A homónima Hayley Squires (a mãe desamparada de Eu, Daniel Blake, de Ken Loach) é quem dá corpo à protagonista, e a crítica britânica não tem senão elogios a fazer-lhe. À sua capacidade de retratar uma mulher tão forte e resiliente quanto consciente de que o poder reside quase integralmente nas mãos dos homens que dominam a indústria; de que é sobre as mulheres que recai o ónus de levar o acto sexual um pouco mais longe, de o tornar um pouco mais ousado e transgressor, para que alguém pague para o ver num tempo em que toda a gente quer tudo de graça. Significando isso que as personagens masculinas são uns pulhas manipuladores e opressores? Não. Há momentos de confraternização, de amizade, de brincadeira, de dúvidas sobre o trabalho – tal como em qualquer escritório. A abordagem de Adult Material não é a preto e branco, não é binária. E no entanto lá estão as relações desiguais de poder, a coerção directa ou velada, a disponibilização do corpo, assim como as consequências para a saúde mental tanto de quem participa nestes vídeos como para os seus. A vida escolar de Phoebe (Alex Jarrett), a filha adolescente de Hayley, por exemplo, não é nada facilitada pelo trabalho da mãe – que, além do mais, ainda lhe dá conselhos estarrecedores sobre consentimento, desculpabilizando os ímpetos masculinos.

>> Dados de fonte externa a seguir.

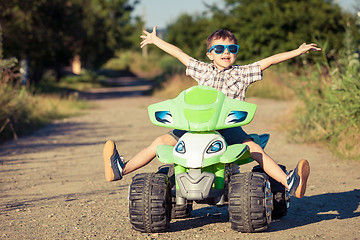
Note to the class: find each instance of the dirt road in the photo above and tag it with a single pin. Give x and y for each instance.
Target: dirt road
(53, 186)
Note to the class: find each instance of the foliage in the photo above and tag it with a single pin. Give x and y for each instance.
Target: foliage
(331, 111)
(49, 33)
(263, 28)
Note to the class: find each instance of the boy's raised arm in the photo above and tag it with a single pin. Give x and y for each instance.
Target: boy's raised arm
(151, 38)
(281, 57)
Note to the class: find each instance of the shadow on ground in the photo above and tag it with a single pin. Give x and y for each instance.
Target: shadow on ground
(304, 211)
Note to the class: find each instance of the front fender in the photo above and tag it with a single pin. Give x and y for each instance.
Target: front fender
(165, 154)
(236, 152)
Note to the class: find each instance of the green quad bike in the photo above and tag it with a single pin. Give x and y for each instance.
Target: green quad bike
(201, 167)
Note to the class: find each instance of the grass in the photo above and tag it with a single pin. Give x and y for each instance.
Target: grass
(330, 113)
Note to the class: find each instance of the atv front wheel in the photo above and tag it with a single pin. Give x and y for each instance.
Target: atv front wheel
(250, 202)
(150, 202)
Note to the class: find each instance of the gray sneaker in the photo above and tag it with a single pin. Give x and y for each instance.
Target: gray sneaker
(297, 179)
(114, 163)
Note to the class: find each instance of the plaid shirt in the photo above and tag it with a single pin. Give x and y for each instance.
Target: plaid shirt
(232, 81)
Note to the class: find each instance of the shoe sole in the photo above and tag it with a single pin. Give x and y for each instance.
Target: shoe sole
(304, 172)
(108, 151)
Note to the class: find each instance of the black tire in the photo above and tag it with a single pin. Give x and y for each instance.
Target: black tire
(177, 211)
(250, 202)
(280, 198)
(181, 211)
(150, 202)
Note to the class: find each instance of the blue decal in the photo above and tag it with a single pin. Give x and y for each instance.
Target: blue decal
(164, 117)
(236, 117)
(215, 147)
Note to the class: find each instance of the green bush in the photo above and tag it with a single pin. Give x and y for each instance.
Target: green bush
(331, 110)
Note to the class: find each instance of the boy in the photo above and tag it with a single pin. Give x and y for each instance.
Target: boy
(233, 81)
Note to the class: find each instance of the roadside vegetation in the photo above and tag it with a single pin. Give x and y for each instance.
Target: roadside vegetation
(325, 85)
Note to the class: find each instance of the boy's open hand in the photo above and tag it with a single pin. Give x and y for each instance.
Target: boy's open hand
(305, 48)
(148, 37)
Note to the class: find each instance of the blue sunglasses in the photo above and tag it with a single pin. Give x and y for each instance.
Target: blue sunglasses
(232, 48)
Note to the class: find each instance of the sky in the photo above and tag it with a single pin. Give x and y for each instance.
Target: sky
(163, 12)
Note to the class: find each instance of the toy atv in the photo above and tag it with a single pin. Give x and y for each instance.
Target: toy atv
(201, 167)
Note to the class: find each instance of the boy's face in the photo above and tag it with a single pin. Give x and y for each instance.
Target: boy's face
(225, 59)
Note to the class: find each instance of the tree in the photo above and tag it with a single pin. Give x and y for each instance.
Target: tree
(264, 27)
(50, 32)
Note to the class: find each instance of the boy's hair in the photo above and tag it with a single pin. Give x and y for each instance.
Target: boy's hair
(220, 34)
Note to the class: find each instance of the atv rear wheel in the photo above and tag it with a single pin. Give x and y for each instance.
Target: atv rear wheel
(250, 202)
(281, 195)
(150, 202)
(177, 211)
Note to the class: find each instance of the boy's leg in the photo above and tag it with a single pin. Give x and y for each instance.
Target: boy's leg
(296, 181)
(147, 154)
(115, 167)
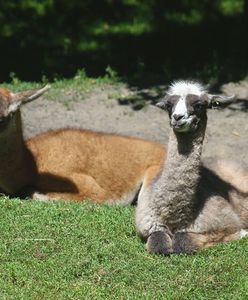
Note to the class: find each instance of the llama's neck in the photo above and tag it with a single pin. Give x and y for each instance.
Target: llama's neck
(176, 187)
(17, 168)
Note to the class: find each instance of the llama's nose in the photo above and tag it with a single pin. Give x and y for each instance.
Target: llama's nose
(178, 117)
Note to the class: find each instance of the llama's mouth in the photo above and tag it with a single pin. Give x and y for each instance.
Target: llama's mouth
(187, 125)
(181, 127)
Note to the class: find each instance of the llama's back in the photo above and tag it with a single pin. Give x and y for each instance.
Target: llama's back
(93, 165)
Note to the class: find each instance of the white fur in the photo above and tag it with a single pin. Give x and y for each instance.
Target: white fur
(183, 88)
(243, 233)
(181, 108)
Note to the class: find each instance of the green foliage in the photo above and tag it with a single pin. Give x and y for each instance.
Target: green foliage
(170, 38)
(67, 250)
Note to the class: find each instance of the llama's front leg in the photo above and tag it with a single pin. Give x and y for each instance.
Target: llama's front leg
(150, 227)
(159, 242)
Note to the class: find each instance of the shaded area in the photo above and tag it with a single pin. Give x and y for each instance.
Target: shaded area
(172, 39)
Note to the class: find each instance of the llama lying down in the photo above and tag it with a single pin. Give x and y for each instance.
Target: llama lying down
(71, 164)
(191, 206)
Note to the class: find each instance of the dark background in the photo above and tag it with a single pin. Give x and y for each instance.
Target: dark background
(143, 41)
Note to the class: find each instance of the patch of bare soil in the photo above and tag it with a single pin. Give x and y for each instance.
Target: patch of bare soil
(117, 111)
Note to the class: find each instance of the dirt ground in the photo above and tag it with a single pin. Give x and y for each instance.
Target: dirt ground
(109, 110)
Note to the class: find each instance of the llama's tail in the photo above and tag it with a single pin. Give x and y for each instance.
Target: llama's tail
(189, 242)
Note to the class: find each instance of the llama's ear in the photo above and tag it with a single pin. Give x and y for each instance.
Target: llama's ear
(220, 100)
(17, 99)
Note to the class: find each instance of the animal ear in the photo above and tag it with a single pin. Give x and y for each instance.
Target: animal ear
(17, 99)
(162, 103)
(220, 100)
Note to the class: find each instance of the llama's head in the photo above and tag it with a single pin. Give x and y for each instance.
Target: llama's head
(187, 103)
(10, 102)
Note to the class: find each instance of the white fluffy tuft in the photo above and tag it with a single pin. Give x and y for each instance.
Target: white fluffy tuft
(183, 88)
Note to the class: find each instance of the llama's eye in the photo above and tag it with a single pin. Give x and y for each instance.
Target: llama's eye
(168, 105)
(198, 105)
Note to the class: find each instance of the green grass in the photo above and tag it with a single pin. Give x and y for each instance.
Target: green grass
(61, 250)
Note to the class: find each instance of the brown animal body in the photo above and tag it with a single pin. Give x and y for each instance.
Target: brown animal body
(71, 164)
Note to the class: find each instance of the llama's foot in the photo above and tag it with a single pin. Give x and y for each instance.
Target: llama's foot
(39, 197)
(183, 242)
(159, 242)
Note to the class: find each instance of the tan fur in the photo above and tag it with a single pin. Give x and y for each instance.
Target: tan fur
(100, 167)
(73, 164)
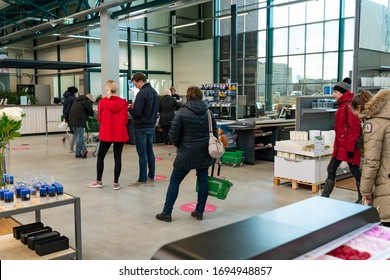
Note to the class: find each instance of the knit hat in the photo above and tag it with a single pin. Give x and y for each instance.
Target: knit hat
(343, 86)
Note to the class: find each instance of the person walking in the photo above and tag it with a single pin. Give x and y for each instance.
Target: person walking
(144, 112)
(79, 113)
(175, 95)
(167, 107)
(69, 98)
(113, 118)
(375, 180)
(190, 134)
(347, 133)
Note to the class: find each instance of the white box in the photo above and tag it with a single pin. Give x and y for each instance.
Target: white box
(310, 171)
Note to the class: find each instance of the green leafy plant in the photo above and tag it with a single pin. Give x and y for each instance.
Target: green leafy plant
(10, 123)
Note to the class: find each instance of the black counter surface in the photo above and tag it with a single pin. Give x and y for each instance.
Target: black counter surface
(281, 234)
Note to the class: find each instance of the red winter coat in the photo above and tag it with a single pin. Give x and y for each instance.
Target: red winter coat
(347, 134)
(113, 118)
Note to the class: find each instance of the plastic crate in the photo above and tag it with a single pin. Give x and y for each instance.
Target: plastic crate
(233, 157)
(218, 187)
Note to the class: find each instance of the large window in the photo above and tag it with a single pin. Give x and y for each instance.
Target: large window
(302, 53)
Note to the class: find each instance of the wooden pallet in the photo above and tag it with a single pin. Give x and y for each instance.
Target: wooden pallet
(295, 183)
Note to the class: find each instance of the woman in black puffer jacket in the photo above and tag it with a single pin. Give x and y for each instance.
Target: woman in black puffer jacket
(190, 134)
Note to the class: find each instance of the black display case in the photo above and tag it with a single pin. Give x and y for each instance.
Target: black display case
(281, 234)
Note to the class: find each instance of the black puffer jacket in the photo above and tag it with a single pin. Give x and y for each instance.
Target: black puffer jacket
(80, 112)
(190, 134)
(69, 98)
(167, 107)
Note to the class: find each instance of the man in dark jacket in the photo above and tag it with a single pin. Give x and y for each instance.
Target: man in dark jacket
(69, 98)
(190, 134)
(167, 107)
(144, 113)
(79, 113)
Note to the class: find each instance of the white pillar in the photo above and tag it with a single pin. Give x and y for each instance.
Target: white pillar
(109, 45)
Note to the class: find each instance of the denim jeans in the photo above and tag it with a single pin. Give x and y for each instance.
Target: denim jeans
(80, 143)
(144, 144)
(177, 177)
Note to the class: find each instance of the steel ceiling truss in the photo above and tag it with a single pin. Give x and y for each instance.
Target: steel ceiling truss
(27, 20)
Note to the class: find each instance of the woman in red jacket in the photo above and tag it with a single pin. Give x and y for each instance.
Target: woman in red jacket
(113, 118)
(347, 130)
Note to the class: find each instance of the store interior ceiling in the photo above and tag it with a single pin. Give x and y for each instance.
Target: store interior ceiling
(67, 21)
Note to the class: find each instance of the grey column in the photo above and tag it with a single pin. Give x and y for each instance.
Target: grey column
(109, 45)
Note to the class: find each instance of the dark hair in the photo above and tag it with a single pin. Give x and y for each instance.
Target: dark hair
(139, 77)
(73, 89)
(194, 93)
(347, 80)
(359, 101)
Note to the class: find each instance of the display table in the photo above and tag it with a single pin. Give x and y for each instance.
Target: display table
(12, 249)
(281, 234)
(257, 137)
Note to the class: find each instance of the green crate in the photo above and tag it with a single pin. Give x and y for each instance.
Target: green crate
(218, 187)
(233, 157)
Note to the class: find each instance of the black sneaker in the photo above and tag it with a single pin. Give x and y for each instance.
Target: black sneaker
(164, 217)
(196, 215)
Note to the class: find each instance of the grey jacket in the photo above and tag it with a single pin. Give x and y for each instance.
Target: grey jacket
(376, 166)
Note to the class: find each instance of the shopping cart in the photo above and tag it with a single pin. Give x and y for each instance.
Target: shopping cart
(92, 134)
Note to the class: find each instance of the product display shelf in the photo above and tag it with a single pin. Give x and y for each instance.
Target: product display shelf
(311, 172)
(13, 249)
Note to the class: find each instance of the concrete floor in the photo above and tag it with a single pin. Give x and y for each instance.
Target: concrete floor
(121, 225)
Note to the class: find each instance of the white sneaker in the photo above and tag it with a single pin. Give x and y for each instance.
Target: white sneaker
(96, 184)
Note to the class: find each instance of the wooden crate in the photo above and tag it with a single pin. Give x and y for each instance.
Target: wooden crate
(296, 183)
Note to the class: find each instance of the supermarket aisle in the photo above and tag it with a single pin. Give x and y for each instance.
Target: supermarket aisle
(121, 224)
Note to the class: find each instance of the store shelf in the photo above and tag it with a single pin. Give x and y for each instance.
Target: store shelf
(305, 153)
(13, 249)
(17, 250)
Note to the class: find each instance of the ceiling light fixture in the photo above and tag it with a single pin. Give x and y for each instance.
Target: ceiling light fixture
(184, 25)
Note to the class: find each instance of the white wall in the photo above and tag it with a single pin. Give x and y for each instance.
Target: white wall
(193, 65)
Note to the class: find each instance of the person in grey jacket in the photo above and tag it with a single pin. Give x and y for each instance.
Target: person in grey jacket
(375, 180)
(190, 134)
(79, 113)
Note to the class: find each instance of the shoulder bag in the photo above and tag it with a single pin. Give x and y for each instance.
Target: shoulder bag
(216, 148)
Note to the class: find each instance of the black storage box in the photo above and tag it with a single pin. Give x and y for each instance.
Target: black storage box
(51, 245)
(47, 235)
(24, 235)
(17, 230)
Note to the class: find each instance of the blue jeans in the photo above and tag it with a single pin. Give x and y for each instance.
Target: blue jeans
(173, 189)
(144, 144)
(80, 143)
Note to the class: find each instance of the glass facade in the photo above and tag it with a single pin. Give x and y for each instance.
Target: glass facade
(288, 48)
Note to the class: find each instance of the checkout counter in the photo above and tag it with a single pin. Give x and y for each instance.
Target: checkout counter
(256, 136)
(289, 232)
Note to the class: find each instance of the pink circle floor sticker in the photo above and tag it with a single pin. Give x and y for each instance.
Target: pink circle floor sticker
(160, 177)
(189, 207)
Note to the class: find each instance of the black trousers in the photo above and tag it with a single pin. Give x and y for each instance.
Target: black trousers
(165, 131)
(103, 149)
(335, 163)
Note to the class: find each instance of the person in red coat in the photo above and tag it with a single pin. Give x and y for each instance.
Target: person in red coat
(113, 118)
(347, 130)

Esta produção original do Channel 4 (que, entre muitas outras coisas, nos deu Black Mirror) é uma obra de e sobre mulheres. Escrita por Lucy Kirkwood e realizada por Dawn Shadforth (que até recentemente tinha sobretudo videoclipes no currículo, entre os quais vários de Kylie Minogue e Jamiroquai), Adult Material detém-se ainda sobre uma terceira personagem feminina: Amy (Siena Kelly), uma jovem de apenas 19 anos que entra na indústria para ganhar dinheiro enquanto recupera de uma lesão que a impede de dançar. Não é muito mais velha do que Phoebe, e Hayley vai dar-lhe a mão e tentar ajudá-la neste início, mas é ela, Amy, que vai mostrar o quão desestruturado, em termos pessoais, e impiedoso é este meio.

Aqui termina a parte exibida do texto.